The Japanese yen is unchanged on Monday, following sharp gains in the Friday session. USD/JPY is currently trading slightly above the 102 level. On the release front, Japanese Final Manufacturing PMI posted a weak reading of 49.3 points, within expectations.
Later in the day, the US will release ISM Manufacturing PMI, a key indicator. Little change is expected in the July reading, with an estimate of 53.1 points.
The US dollar was broadly lower on Friday, courtesy of a surprisingly soft US GDP report. Preliminary GDP for the second quarter was projected at 2.6%, but posted a much smaller gain of 1.6%. The yen jumped all over the greenback, gaining almost 300 points on Friday.
This marked the end of a banner week for the Japanese currency, as USD/JPY plunged some 430 points last week, its sharpest weekly decline since February. The soft reading not only pushed the dollar lower, but has dampened enthusiasm regarding a rate hike by the Fed, which last week stayed on the sidelines yet again.

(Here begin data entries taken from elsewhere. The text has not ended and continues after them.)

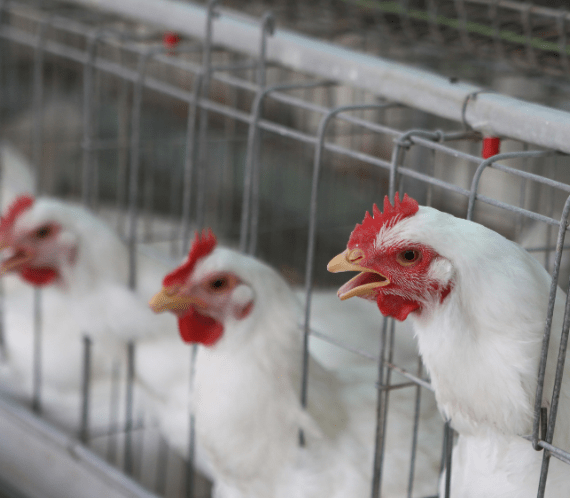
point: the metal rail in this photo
(433, 89)
(491, 114)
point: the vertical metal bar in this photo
(496, 23)
(563, 40)
(148, 191)
(386, 394)
(203, 127)
(462, 28)
(190, 474)
(549, 227)
(448, 439)
(401, 145)
(161, 467)
(135, 164)
(128, 463)
(37, 367)
(123, 150)
(251, 138)
(85, 391)
(37, 137)
(312, 235)
(527, 27)
(37, 153)
(267, 29)
(3, 351)
(548, 325)
(417, 406)
(380, 416)
(522, 197)
(555, 398)
(189, 165)
(114, 412)
(87, 144)
(487, 162)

On Monday, FOMC William Dudley, a close ally of Janet Yellen, said that the Brexit fallout posed a risk to the US economy and urged the Fed to proceed with caution before raising interest rates.
The US will release wage growth and nonfarm payrolls later in the week, and these key employment numbers will be carefully monitored by the Fed as it mulls over a possible rate hike. If these releases do not meet expectations, the likelihood a move in September will sharply decrease.
The Bank of Japan had little to say at its policy meeting on Thursday, opting to remain on the sidelines and not utilize its key monetary tools. The bank did not cut interest rates or expand its asset-purchase program, which stands at JPY/80 billion/mth.
The bank did throw the markets a bone, announcing an increase to its ETF (exchange traded funds) program by 2.7 trillion yen ($26 billion) a year. However, the BoJ’s failure to take more aggressive moves in order to kick-start the listless Japanese economy surprised the markets, and the yen responded with gains as high as 2 percent following the policy statement announcement.
One item of interest in the statement was the bank’s intention to implement a comprehensive review of its policy framework due to “considerable uncertainty” over inflation, which has remains at much lower levels than projected by the BoJ.
Meanwhile, the guessing game about the size of the government’s spending package appears to be over, as Prime Minister Abe announced a package of JPY 28 trillion earlier in the week.
The markets had expected a smaller program of about JPY 20 trillion yen, and the yen lost ground following Abe’s announcement. We could see further volatility from USD/JPY as additional details about the spending package are released.
Sunday (July 31)
- 22:00 Japanese Final Manufacturing PMI. Estimate 49.0. Actual 49.3
Monday (August 1)
- 9:45 US Final Manufacturing PMI. Estimate 52.9
- 10:00 US ISM Manufacturing PMI. Estimate 53.1
- 10:00 US Construction Spending. Estimate 0.5%
- 10:00 ISM Manufacturing Prices. Estimate 61.0
- Tentative – US Loan Officer Survey
- 19:50 Japanese Monetary Base. Estimate 24.3%
- 23:45 Japanese 10-year Bond Auction
*Key events are in bold
*All release times are EDT
USD/JPY for Monday, August 1, 2016
USD/JPY August 1 at 9:30 EDT
Open: 102.33 High: 102.68 Low: 102.15 Close: 102.20
- USD/JPY has been flat in the Asian and European sessions
- 101.20 is a strong support level
- 102.36 was tested earlier and in support and is a weak line
- Current range: 101.20 to 102.36
Further levels in both directions:
- Below: 101.20, 99.71 and 0.9895
- Above: 102.36, 103.73, 104.99 and 105.87
OANDA’s Open Positions Ratio
The USD/JPY ratio has shown gains in long positions, consistent with the strong drop by USD/JPY which covered short positions. Currently, long positions have a majority (67%), indicative of trader bias towards USD/JPY reversing directions and moving to higher ground.